Raw data of Figs 1–6 in this study.

Background Larval invasion of gut mucosa is a crucial procedure in Trichinella spiralis infection. Previous studies showed that T. spiralis excretory-secretory proteins (ESP) disrupted gut epithelial integrity and promoted larval invasion by inducing apoptosis. However, the key molecules of the ESPs involved in this process are unknown. A serine protease (TsSPc) in T. spiralis ESPs was identified to be capable of promoting larval invasion.
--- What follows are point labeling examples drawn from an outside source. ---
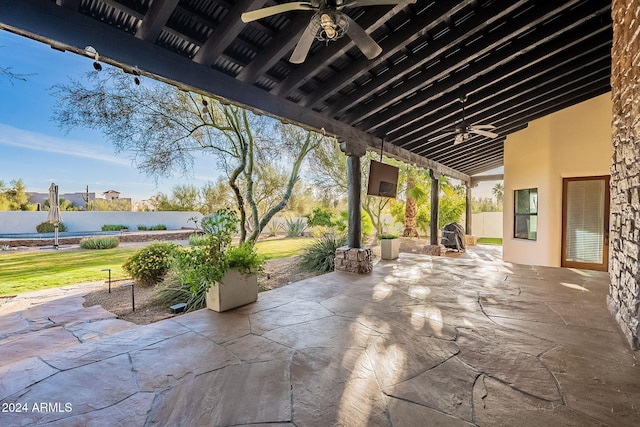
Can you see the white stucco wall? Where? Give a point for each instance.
(574, 142)
(12, 222)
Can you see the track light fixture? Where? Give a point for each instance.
(93, 53)
(136, 73)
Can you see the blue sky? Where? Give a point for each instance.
(34, 149)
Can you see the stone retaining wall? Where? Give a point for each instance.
(624, 294)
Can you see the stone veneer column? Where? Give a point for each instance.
(353, 258)
(624, 293)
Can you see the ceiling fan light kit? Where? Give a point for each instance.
(463, 131)
(329, 23)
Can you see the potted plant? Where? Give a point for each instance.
(224, 274)
(238, 285)
(389, 246)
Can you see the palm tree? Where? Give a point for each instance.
(498, 192)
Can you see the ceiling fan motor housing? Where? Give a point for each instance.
(329, 25)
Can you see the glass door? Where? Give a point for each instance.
(585, 223)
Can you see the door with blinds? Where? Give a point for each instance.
(585, 223)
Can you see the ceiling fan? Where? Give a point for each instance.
(464, 131)
(328, 23)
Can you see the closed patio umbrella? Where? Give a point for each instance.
(54, 212)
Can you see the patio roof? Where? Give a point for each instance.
(515, 61)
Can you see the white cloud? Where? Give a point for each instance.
(21, 138)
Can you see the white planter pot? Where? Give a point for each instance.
(234, 290)
(389, 248)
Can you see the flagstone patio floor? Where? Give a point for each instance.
(422, 340)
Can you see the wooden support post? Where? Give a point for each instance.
(435, 197)
(468, 211)
(354, 183)
(355, 216)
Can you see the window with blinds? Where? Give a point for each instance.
(525, 224)
(585, 219)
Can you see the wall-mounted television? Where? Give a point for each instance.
(383, 180)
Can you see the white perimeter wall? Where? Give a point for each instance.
(487, 224)
(574, 142)
(12, 222)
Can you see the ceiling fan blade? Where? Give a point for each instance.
(365, 43)
(274, 10)
(483, 127)
(358, 3)
(302, 48)
(484, 133)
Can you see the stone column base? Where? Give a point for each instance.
(353, 260)
(434, 250)
(634, 341)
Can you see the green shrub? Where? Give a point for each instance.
(274, 227)
(149, 264)
(320, 217)
(173, 291)
(198, 239)
(245, 259)
(47, 227)
(100, 242)
(320, 255)
(343, 222)
(114, 227)
(199, 267)
(295, 228)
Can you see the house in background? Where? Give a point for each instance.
(556, 188)
(111, 194)
(80, 198)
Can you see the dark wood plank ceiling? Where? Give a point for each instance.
(514, 60)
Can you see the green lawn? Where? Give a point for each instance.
(490, 240)
(31, 271)
(283, 248)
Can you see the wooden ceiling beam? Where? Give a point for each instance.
(285, 42)
(155, 19)
(69, 4)
(519, 121)
(52, 24)
(455, 57)
(371, 21)
(396, 41)
(225, 33)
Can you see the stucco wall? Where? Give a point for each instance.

The aim of this study was to investigate whether TsSPc induces gut epithelial apoptosis, disrupts the barrier function, promotes larval invasion, and elucidates its acting mechanism. Methodology/principal findings The results of DAPI, TUNEL and Annexin V/PI staining, immunofluorescence test (IFT) and flow cytometry showed that rTsSPc triggered Caco-2 cell apoptosis. The results of qPCR and Western blot revealed that rTsSPc significantly up-regulated the expression of Caco-2 cell apoptosis-related proteins (Caspase 3, Caspase 9 and Caspase 8, Bax and Cytochrome c), activated the apoptosis pathway, and thereby induced Caco-2 apoptosis. rTsSPc bound and interacted with PGAM5 receptor in Caco-2 cells and induced apoptosis, reduced the tight junctions (TJs) expression levels and damaged the Caco-2 monolayer integrity and barrier function, and promoted larval invasion. When gut epithelial PGAM5 receptor and apoptosis were inhibited by PGAM5-specific siRNA, inhibitor (LFHP-1c) and apoptosis inhibitor (Z-VAD-FMK), trans-epithelial electrical resistance (TEER) and TJs expression were obviously increased, and intestinal permeability was evidently decreased. Additionally, larval invasion of Caco-2 monolayer was also decreased by siPGAM5 and inhibitor pretreatment. These findings indicated that inhibition of PGAM5 receptor and apoptosis prevented rTsSPc from damaging gut epithelial integrity and larval invasion. Conclusions rTsSPc binding and interacting with PGAM5 triggered gut epithelial apoptosis, reduced the TJs expression and damaged gut barrier function, thereby mediated larval invasion. TsSPc might be a candidate vaccine target to interdict larval invasion and T. spiralis infection.